Facing change in the finance department

Today's fledgeling accountant enters a buoyant job market but the future is uncertain, writes Roger Trapp
Click to follow
The Independent Online
Newly-qualified accountants will enjoy the most buoyant job market since the euphoria of the mid-Eighties. But while this means that many will have the choice of a variety of new jobs or even the promise of great opportunities and rewards if they remain with the firms with which they trained, they should not be lulled into complacency about what those roles will entail.

In particular, the role of the finance director and the finance department in companies across all sectors is on the brink of dramatic change, according to a report just published by the Economist Intelligence Unit and the accountancy firm Arthur Andersen. The biggest changes are expected in the areas of risk management, information systems and staff training and recruitment, says the study, entitled "The Evolving Role of Finance - Charting a Strategic Role for the Future".

More than 90 per cent of the senior finance executives from 200 multinational companies said they expected the role of the company finance department to be transformed over the next three to five years, while 75 per cent of more than 100 chief financial officers said that their departments would in future be far more involved in strategic activities, such as risk management, performance measurement and information.

However, the report's findings suggest that there is still some way to go before such aims can be achieved. For example, nearly two-thirds of respondents were dissatisfied with the frameworks used to measure the finance department's performance, with nearly as many unhappy with the way their departments are organised and the way they interact with other parts of the company. At the same time, three-quarters said that finance department information systems were not sufficiently integrated. Moreover, it is suggested that finance department staff still typically spend about 70 per cent of their time on routine, transaction-oriented rather than value-added work.

John Kerr, a partner with Andersen's business consulting unit, said: "No company today can afford to have a finance department that is isolated from strategy-setting, operations and competition. Finance directors worldwide are recognising the need to transform the finance function from one that is preoccupied with cost control, transaction processing and reporting, to one that provides more value and support to the organisation and its operating units."

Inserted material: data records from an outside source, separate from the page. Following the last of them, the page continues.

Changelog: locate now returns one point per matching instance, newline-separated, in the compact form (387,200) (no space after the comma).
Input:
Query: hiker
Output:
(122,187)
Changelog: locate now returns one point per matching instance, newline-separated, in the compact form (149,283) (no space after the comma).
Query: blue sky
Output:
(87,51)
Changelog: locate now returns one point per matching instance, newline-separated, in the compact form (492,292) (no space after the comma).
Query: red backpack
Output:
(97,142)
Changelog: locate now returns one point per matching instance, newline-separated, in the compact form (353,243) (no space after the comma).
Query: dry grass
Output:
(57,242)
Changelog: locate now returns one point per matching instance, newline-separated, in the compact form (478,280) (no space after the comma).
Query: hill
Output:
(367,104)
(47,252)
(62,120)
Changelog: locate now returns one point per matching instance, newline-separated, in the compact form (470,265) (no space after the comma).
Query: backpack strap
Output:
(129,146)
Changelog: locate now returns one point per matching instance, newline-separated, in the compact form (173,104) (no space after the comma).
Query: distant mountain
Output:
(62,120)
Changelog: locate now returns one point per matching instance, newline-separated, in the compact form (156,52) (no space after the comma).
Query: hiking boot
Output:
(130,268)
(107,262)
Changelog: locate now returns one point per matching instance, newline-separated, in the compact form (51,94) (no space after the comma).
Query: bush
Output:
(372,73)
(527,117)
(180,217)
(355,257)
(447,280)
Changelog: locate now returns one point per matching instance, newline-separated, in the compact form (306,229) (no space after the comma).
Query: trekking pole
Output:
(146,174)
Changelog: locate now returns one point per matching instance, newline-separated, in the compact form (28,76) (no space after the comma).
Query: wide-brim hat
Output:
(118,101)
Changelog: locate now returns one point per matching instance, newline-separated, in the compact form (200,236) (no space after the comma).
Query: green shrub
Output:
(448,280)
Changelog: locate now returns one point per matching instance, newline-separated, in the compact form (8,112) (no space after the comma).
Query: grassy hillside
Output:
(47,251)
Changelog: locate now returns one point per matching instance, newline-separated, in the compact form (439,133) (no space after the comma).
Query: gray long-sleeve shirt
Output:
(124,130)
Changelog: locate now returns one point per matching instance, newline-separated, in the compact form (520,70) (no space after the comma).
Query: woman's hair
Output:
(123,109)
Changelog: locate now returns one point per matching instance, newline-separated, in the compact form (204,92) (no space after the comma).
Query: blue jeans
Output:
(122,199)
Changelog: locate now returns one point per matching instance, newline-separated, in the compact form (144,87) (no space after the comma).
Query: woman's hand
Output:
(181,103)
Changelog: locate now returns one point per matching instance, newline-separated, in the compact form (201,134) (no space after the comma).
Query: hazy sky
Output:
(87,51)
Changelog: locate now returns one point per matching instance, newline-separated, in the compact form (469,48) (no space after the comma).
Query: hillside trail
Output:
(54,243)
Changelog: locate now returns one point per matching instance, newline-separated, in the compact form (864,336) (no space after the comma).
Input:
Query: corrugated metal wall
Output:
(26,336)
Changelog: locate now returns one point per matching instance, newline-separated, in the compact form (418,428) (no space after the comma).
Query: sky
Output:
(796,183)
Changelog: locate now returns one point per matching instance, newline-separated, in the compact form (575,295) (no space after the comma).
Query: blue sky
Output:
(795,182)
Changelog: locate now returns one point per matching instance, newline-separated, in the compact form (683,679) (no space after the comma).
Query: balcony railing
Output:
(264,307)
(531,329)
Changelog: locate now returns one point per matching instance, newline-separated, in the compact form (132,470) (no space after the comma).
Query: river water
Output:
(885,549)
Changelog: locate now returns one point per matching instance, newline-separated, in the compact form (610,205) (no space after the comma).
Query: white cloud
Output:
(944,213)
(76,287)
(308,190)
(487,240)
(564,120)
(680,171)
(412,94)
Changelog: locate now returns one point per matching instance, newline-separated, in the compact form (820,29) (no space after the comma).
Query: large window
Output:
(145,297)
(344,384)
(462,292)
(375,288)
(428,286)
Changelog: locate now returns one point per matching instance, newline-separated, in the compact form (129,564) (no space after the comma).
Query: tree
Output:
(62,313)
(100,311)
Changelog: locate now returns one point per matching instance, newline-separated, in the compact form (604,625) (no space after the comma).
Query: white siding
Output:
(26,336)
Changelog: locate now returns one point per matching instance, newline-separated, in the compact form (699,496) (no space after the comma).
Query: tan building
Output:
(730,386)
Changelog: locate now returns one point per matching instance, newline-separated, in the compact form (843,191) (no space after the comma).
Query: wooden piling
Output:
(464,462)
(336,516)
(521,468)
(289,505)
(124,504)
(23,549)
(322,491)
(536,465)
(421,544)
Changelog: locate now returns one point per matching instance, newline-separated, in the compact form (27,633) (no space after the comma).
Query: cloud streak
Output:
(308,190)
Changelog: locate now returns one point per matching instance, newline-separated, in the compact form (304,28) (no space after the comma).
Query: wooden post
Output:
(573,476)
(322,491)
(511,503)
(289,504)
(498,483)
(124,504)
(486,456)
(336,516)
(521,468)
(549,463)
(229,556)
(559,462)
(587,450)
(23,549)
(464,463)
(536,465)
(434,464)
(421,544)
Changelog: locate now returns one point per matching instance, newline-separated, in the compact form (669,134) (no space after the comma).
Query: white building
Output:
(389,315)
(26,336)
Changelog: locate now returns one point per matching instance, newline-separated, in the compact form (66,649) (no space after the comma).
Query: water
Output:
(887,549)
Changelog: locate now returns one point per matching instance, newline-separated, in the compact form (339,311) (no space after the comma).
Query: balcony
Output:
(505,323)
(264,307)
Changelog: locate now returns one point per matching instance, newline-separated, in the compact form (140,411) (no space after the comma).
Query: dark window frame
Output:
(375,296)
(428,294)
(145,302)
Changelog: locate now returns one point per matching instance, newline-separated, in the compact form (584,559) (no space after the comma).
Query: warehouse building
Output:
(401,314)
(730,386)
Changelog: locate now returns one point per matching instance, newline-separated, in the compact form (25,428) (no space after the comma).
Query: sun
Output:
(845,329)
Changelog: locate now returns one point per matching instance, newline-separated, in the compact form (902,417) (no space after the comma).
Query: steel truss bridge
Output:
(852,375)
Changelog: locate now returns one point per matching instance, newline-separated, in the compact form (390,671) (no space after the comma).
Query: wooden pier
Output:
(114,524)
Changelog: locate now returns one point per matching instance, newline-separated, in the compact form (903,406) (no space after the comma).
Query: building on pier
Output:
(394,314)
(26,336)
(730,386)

The report, prepared with the help of participants in Arthur Andersen business forums, identifies several steps that finance executives can take to improve their departments. They are:

l Improving core business processes so that additional resources can be allocated to more strategic undertakings;

l Undertaking value-added business analyses that will help operating managers understand the financial consequences of their strategic decisions;

l Taking the reins on organisation-wide management of financial and non- financial risks; and

l Developing performance measurement systems that help managers across the organisation to ensure that their day-to-day decisions reflect long- term strategic goals.

It is also clear that - in striving to take these steps - finance departments will not necessarily be able to utilise existing staff. The report notes that staff competency needs significant improvement, particularly in the areas of product and market knowledge as well as facilitation, leadership and understanding of the relationships between business activities.

Nearly half of those surveyed said they had already replaced personnel in order to obtain the required skills within their departments and approximately the same proportion expect to do so over the next three years. They are apparently looking to hire people with diverse backgrounds and experience.